An operator wired an agent to Environment Canada so weather warnings for his area go straight to air, read by the DJ. The one thing he couldn't do was sound the airhorn first. Now he can, and the agent side of the station got a lot bigger while we were at it.
What's new
The MCP server (mcp-subwave/ in the repo) is how an AI agent like Claude talks to your station. It launched with five tools; it now has seventeen. An agent can read the schedule and the DJ's session transcript, or search the library and queue an exact track with no rate limit. It can run any skill, skip the current track (operators only), and fire a sound effect on air.

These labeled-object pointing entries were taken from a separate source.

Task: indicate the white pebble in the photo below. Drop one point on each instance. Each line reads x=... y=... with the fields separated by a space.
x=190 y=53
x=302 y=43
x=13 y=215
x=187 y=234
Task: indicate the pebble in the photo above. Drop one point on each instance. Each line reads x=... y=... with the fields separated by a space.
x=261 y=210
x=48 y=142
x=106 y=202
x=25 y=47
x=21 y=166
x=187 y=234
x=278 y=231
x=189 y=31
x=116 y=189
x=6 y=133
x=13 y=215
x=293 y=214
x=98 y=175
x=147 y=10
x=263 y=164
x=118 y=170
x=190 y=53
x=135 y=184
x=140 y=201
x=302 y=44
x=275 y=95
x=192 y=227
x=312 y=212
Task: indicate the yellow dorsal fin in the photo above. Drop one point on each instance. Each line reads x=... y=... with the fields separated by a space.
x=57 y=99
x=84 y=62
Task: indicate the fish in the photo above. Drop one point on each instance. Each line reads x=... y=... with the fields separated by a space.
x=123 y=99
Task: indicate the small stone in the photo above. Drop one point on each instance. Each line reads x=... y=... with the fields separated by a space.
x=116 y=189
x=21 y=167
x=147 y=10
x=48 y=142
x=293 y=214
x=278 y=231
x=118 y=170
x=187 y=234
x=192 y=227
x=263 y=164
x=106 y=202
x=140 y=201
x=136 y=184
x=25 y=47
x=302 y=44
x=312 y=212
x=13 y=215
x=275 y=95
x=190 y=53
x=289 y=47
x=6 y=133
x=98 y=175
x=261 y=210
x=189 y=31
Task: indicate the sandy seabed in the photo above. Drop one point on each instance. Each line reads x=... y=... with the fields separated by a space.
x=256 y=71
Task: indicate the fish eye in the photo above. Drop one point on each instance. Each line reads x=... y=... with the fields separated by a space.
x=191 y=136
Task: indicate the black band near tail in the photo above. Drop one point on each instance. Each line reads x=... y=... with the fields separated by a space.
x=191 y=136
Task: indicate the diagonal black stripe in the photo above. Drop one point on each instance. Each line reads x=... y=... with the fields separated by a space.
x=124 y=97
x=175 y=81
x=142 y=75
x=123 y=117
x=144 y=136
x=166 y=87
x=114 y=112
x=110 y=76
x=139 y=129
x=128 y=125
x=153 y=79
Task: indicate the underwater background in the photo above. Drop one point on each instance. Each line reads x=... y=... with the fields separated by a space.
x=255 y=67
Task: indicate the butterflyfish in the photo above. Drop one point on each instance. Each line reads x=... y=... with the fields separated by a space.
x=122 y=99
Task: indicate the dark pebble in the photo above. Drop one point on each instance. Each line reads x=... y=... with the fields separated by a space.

Announcements can carry a stinger too: name an effect and it plays under the DJ's first words. Song requests also report properly again; the tool now waits for the booth's verdict and comes back with the matched track and the DJ's ack.
How to use it
Build it once:
cd mcp-subwave && npm install
Then point your MCP client at dist/index.js, with SUBWAVE_API_URL and, for the booth tools, your admin credentials. Claude Desktop and Claude Code both work. Inside the repo, Claude Code picks the server up automatically from the root .mcp.json. For the alert trick, call subwave_dj_announce with mode: raw so nothing gets paraphrased, and sfx: airhorn.
Why it helps
The station already runs itself; this gives your other automations a proper way in. A weather watcher, a calendar bot, a home server that wants to say the backup finished: anything that can speak MCP can now put a voice on your air, airhorn included, with the same guardrails the admin panel uses.